The original Qix may not have made as big a splash as its contemporaries (Pac-Man, Centipede, and the like), but it still rode the wave of the early 1980's arcade revolution. In it, your goal was to fence off the majority of a grid by connecting one point to another by drawing lines with your marker while avoiding the elegant, unpredictable entity called the qix that floated and warped about the playing field. It's a simple but fun mechanic that has spawned numerous clones and remakes over the years, including this newest iteration, Qix++. However, whether you have fond memories of the original or any of its clones or are new to the formula, you should avoid this short and dreary remake. Not only does it fail to capture the minimalist joy and challenge of the original, but its 20 minutes of gameplay also costs 800 Microsoft points ($10). And that's far too much to spend on an unbelievably short game that completely misses the point.
At least the basics haven't changed. You control a marker that roams the inner edge of the playing field's perimeter. The goal is to capture a certain percentage of the grid by drawing lines through the open grid and creating rectangles and other shapes. These fenced areas then fill in with solid color and their edges become part of the grid's perimeter. Meanwhile, the qix bends and twists about the grid's innards; if you run into it while cutting a line through the field, you lose a life. Enemies called sparx occasionally skim the grid's perimeter as well, and you can avoid them or even destroy them by cutting into the dangerous playing field and trapping them. Qix++ adds three new features in an attempt to energize the simplicity. Firstly, you can trap power-ups that may provide you with extra lives or shrink the qix to a miniscule size, for example. Secondly, there are different types of qix with different behaviors. And lastly, you can earn points that you apply between rounds to four different attributes: moving speed, drawing speed, your number of shields (available lives), and luck. But don't ask what luck is; you won't notice any effect on gameplay when applying points to it, and the game offers a meaningless description of its actual function.

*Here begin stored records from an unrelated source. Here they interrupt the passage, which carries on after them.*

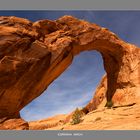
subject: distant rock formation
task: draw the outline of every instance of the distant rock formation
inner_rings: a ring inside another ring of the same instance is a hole
[[[0,129],[9,119],[21,119],[19,111],[41,95],[75,55],[90,50],[101,53],[106,77],[87,110],[97,108],[104,97],[108,107],[139,103],[140,48],[72,16],[35,23],[0,17]],[[27,129],[26,122],[22,129]]]

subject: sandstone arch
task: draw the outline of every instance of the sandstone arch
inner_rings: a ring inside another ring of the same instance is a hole
[[[43,22],[38,32],[34,25],[40,22],[0,17],[0,118],[18,118],[19,111],[47,89],[75,55],[90,50],[99,51],[103,57],[107,106],[111,101],[114,105],[138,102],[138,47],[106,28],[72,16],[49,21],[49,25],[48,20]],[[48,28],[52,32],[44,34]]]

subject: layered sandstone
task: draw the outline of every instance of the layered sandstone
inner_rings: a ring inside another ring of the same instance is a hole
[[[140,49],[135,45],[72,16],[35,23],[0,17],[0,119],[20,119],[19,111],[41,95],[75,55],[91,50],[101,53],[106,77],[86,109],[96,109],[104,97],[106,106],[139,103]]]

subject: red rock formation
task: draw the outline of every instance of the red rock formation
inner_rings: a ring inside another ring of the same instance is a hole
[[[103,94],[107,106],[137,103],[140,99],[138,47],[105,28],[72,16],[35,23],[0,17],[0,118],[18,118],[19,111],[41,95],[75,55],[87,50],[97,50],[103,57],[107,73]]]

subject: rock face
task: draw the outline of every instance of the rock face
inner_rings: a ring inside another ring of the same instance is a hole
[[[140,49],[108,29],[72,16],[35,23],[0,17],[0,119],[20,119],[19,111],[41,95],[82,51],[97,50],[106,77],[87,105],[139,103]],[[13,128],[11,128],[13,129]]]

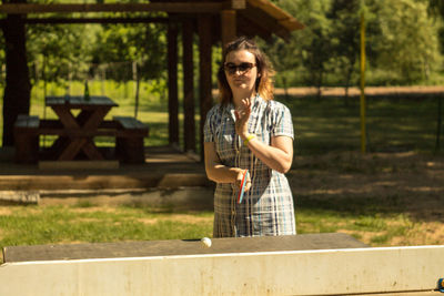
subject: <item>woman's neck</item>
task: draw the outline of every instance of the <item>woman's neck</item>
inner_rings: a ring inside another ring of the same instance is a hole
[[[244,99],[250,99],[251,101],[254,101],[254,98],[256,96],[256,92],[244,92],[244,93],[233,93],[233,104],[234,108],[239,108],[242,104],[242,100]]]

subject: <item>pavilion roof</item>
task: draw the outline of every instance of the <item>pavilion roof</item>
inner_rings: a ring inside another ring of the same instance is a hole
[[[170,16],[193,18],[201,13],[214,14],[214,41],[220,40],[220,11],[235,10],[238,34],[260,35],[269,39],[273,33],[287,39],[292,31],[304,25],[294,17],[269,0],[151,0],[149,3],[3,3],[0,16],[6,13],[42,14],[72,12],[168,12]],[[82,14],[84,14],[82,13]],[[131,14],[131,13],[129,13]],[[40,18],[40,16],[39,16]],[[130,17],[129,17],[130,18]],[[73,17],[64,21],[79,21]],[[110,18],[108,18],[109,20]],[[47,19],[49,22],[51,19]],[[81,19],[80,19],[81,20]],[[94,19],[97,20],[97,18]],[[154,20],[154,19],[153,19]],[[40,20],[43,22],[43,20]],[[53,22],[53,20],[52,20]],[[62,21],[61,21],[62,22]],[[88,19],[84,19],[88,22]]]

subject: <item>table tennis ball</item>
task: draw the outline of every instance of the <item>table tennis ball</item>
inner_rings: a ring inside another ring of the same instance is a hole
[[[208,237],[203,237],[201,239],[201,243],[202,243],[202,247],[211,247],[211,239]]]

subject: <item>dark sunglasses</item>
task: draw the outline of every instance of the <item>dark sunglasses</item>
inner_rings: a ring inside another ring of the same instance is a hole
[[[230,74],[233,75],[235,72],[240,72],[240,74],[245,74],[249,72],[251,69],[256,67],[255,63],[240,63],[240,64],[234,64],[234,63],[225,63],[223,65],[223,69]]]

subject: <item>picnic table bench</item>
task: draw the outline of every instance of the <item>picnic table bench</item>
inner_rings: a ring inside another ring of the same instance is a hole
[[[19,114],[14,124],[16,162],[37,162],[39,159],[39,116]]]
[[[36,163],[41,159],[53,161],[90,160],[103,161],[109,155],[98,147],[95,136],[115,137],[113,159],[128,163],[143,163],[143,139],[148,136],[145,124],[130,116],[115,116],[104,120],[114,102],[105,96],[91,96],[91,101],[82,98],[47,98],[58,120],[40,120],[36,115],[20,115],[14,124],[16,162]],[[71,110],[80,109],[74,116]],[[39,147],[40,135],[56,135],[51,147],[44,153]]]

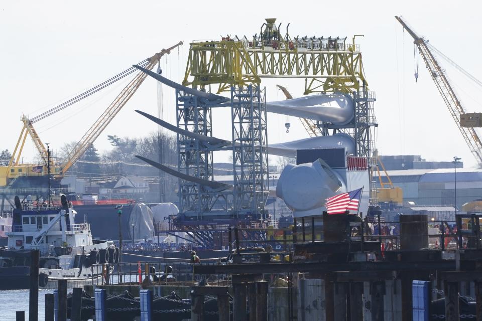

These aren't bad additions, but they don't make up for what Qix++ strips from the formula: two different cutting speeds. In the original Qix, you had two different drawing speeds; the areas filled in when drawing slowly resulted in more points than if you drew quickly, but the sluggish speed left you more vulnerable to the qix. Qix++ removes this risk-versus-reward element, and thus removes challenge and tension. In fact, the game is much, much easier than the arcade innovator. You can blow through both sections (16 levels total) in about 20 or 30 minutes if you don't care about your score. The only bit of challenge comes from shooting for high leaderboard scores, which means filling in the greatest percentage of the board you can with your final line. To do so, you'll use traditional Qix strategies, like trapping the qix by drawing thin strips, which sets you up to fill in enormous sections of the grid in the blink of an eye. But even if you shoot for big percentages (after a few play-throughs, it's a cinch to fill in over 90 percent of every level), there's absolutely no challenge here. There are too few sparx to force you into the grid's interior and certain power-ups can make the levels supereasy and supershort. It's all a great big bore.
Like other souped-up versions of old arcade games, Qix++ adds a bit of neon sheen to the 2D visuals and sets the game to a generic techno beat. The visuals aren't as annoyingly messy as they so often are in other updated classics, but they don't have any personality or flair. A few fleeting sound effects recall the satisfying digital buzzes and blips of the original, but the irritating music makes these nostalgic flashes too easy to miss. Qix++'s online and local multiplayer is even more irritating, given that it's highly defective. Up to four players draw lines on the same grid, gunning for the highest score, which sounds like it could be fun but is in practice absolutely abysmal. The game pauses each time a player captures an area, which leads to a halting, bumpy pace that is not in the least bit enjoyable. Additionally, the scoring appears to be broken, given that there is no indication of what the victory parameters are. The winner's crown doesn’t go to the player with the highest score, most remaining lives, or even most kills, so the results seem completely random.
If you need more proof that Qix++ is an incomplete game, consider this: There are unpopulated online leaderboards for sections that aren't in the game. Apparently, the game was intended to include more levels than actually exist. If you have fond memories of dropping quarters into Qix cabinets back in the day, then don't besmirch your past by playing this "modernized" version. It has none of the challenge and none of the tense excitement that characterized the original, nor is it fun or compelling on its own terms. Stay away from this dud.